E nem a minha mãe e os meus amigos compreenderam a importância deste grande
amor, respeito, admiração e paixão. Hoje percebo que um desejo tão ardente é um
dom raro. É como se o pequeno rapaz que eu era entendesse claramente o material
do qual são feitios os grandes artistas de futebol como Garrincha. Sinto que
foi um dom de Deus.
Deus havia
abençoado Garrincha desde o início com um talento único para jogar futebol, e
tornou-se óbvio que Deus o estava usando como testemunha em muitos campos. Deus
o abençoou aumentando as suas habilidades raras, e ele finalmente se tornou
conhecido como o melhor dos melhores durante e após a Copa do Mundo de 1962. E
de alguma forma, sem que realmente o quisesse, Garrincha viu a realização de um
sonho: ser reconhecido por seus pares e por toda a imprensa, em todo o mundo, que
ele é o melhor de todos os futebolistas!
No final da
vida Garrincha viu o seu estado de saúde agravar-se e foi hospitalizado em
muitas ocasiões. Garrincha enfraquecia e nada parecia ajudá-lo. Será que Mané pensou
que estaria pronto para "ir para casa", pedindo desculpas aos
verdadeiros amigos que o amavam por não ser capaz de viver por mais tempo? Ele
havia resistido o mais que podia, mas penso que ele já não tinha forças para
continuar. Muitos dos antigos ‘amigos’ de Garrincha não o apoiaram quando ele mais
precisava, e somente um punhado de verdadeiros e leais amigos o acompanharam
até ao fim da sua vida. Garrincha foi a "Alegria do Povo", mas será
que o povo amou suficientemente Garrincha até ao fim? E eu sinto-me muito
triste por esse fim trágico daquele que levava aos campos de futebol os
torcedores de outros clubes, simplesmente pelo prazer de presenciarem os
maiores espetáculos artísticos que o futebol jamais conheceu.
Em 20 de
janeiro de 1983 Garrincha deu o seu último suspiro. Acabara de sair deste mundo
e estaria em casa com o Senhor que ele tinha vindo a conhecer tão intimamente
ao longo dos últimos anos. Deus deu-lhe uma curta vida na Terra, mas tinha-o
deixado ser o seu embaixador no mundo do futebol. Deus tinha contado os dias de
Garrincha, e eles se esgotaram. Porém, permitiu-lhe um presente final, um legado
muito além do sonho de Garrincha: hoje o seu nome é aclamado e venerado em todo
o mundo.
Para aqueles
que tiveram a oportunidade de o conhecer e ser seus amigos, Deus deu-lhes a
oportunidade de lutarem de alguma forma ao lado dele e compreenderem e apreciarem
um homem notável e extraordinário que escolheu não ter ninguém à sua frente,
optando por manter firmemente o seu sonho, não desistindo mesmo quando
importantes clubes de futebol o rejeitaram com o estigma de ser um aleijado,
antes de ingressar no Botafogo que reconheceu as suas habilidades únicas,
tornando-se, então, no que Deus queria que ele fosse: o melhor de sempre. E um
dia, quando eu ouvir os sinos do céu, tenho a certeza que um desses sinos será o
de Mané Garrincha driblando mais um adversário!
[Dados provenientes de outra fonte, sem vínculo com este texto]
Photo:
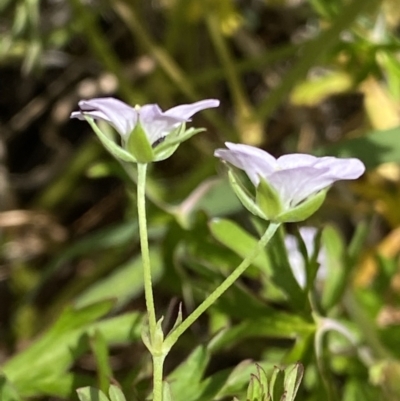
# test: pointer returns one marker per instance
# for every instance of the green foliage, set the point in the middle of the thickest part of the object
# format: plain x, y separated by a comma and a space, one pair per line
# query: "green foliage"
318, 76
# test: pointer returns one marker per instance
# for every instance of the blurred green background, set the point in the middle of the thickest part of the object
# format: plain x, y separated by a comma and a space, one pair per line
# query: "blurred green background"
316, 76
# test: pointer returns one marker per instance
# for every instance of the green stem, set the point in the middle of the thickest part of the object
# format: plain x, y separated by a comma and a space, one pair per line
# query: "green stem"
144, 244
158, 363
174, 335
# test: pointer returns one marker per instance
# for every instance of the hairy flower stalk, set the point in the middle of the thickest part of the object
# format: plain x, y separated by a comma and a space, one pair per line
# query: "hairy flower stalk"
147, 133
290, 188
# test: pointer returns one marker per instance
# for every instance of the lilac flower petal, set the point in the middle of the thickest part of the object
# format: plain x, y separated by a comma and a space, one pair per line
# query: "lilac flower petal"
157, 124
296, 160
121, 116
297, 184
295, 177
185, 111
342, 169
255, 162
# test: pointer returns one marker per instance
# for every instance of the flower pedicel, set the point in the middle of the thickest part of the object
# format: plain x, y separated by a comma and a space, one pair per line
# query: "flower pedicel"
290, 188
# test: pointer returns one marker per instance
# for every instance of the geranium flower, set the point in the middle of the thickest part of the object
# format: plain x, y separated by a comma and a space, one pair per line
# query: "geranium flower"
143, 128
289, 188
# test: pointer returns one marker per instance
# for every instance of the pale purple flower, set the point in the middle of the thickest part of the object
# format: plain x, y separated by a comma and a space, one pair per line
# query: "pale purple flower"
294, 177
156, 123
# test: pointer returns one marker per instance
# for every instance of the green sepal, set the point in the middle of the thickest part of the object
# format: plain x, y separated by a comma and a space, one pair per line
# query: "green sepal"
277, 387
304, 210
268, 200
139, 146
172, 141
244, 196
167, 393
109, 144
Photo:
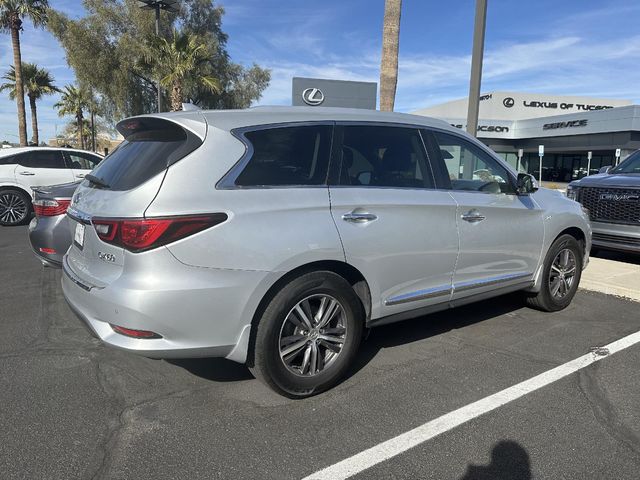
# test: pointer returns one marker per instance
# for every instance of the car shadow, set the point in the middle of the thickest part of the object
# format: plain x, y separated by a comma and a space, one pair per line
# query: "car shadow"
214, 369
426, 326
387, 336
617, 256
509, 461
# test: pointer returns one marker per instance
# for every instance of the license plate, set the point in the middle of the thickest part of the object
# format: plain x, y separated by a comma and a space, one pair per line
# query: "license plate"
78, 237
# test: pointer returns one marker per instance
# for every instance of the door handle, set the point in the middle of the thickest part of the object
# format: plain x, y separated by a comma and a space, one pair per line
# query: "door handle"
473, 216
359, 217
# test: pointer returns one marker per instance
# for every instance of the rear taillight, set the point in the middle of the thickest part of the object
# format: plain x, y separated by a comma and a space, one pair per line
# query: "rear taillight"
137, 235
50, 208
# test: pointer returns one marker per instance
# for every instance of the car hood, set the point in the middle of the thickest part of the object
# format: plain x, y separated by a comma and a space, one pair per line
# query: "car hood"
608, 180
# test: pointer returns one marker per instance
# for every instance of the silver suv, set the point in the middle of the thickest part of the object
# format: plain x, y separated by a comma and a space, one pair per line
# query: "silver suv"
276, 236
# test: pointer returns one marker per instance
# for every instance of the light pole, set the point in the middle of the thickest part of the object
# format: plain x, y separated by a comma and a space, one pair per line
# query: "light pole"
476, 66
157, 5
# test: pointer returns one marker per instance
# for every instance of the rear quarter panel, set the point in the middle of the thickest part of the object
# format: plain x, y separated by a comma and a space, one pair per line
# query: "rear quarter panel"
268, 229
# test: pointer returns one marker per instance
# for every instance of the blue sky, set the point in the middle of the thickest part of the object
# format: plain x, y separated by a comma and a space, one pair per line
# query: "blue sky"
579, 47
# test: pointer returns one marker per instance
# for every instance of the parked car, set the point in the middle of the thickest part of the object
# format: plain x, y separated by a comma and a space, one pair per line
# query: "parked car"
49, 233
23, 168
275, 236
613, 200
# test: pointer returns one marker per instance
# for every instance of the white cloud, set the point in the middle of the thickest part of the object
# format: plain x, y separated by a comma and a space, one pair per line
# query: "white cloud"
564, 65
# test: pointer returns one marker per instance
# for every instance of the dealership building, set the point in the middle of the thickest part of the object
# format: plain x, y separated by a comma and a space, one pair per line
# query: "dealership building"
569, 127
579, 134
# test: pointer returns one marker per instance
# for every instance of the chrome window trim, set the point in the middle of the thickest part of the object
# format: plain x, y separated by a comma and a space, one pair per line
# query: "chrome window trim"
227, 182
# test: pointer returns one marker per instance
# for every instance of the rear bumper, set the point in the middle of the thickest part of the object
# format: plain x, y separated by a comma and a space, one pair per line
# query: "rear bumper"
198, 312
613, 236
51, 233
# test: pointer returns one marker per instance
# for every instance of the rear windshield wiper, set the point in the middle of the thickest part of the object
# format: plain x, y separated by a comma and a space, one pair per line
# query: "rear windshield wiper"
97, 181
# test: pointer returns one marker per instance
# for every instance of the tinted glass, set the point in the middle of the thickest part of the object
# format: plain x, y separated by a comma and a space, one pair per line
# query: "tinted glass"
11, 160
41, 159
630, 165
83, 161
470, 168
383, 157
287, 156
150, 146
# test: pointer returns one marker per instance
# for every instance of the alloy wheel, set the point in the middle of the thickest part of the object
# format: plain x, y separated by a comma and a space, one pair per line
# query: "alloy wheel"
312, 335
562, 275
13, 208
"Se há um Deus que regula o futebol, esse Deus é sobretudo irônico
e farsante, e Garrincha foi um de seus delegados incumbidos de zombar de tudo e
de todos, nos estádios. Mas, como
é também um Deus cruel, tirou do estonteante Garrincha a faculdade de perceber sua condição de agente
divino. Foi um pobre e pequeno mortal que ajudou um país inteiro a sublimar
suas tristezas. O pior é que as tristezas voltam, e não há outro Garrincha
disponível. Precisa-se de um novo,
que nos alimente o sonho.” – Carlos Drummond de Andrade.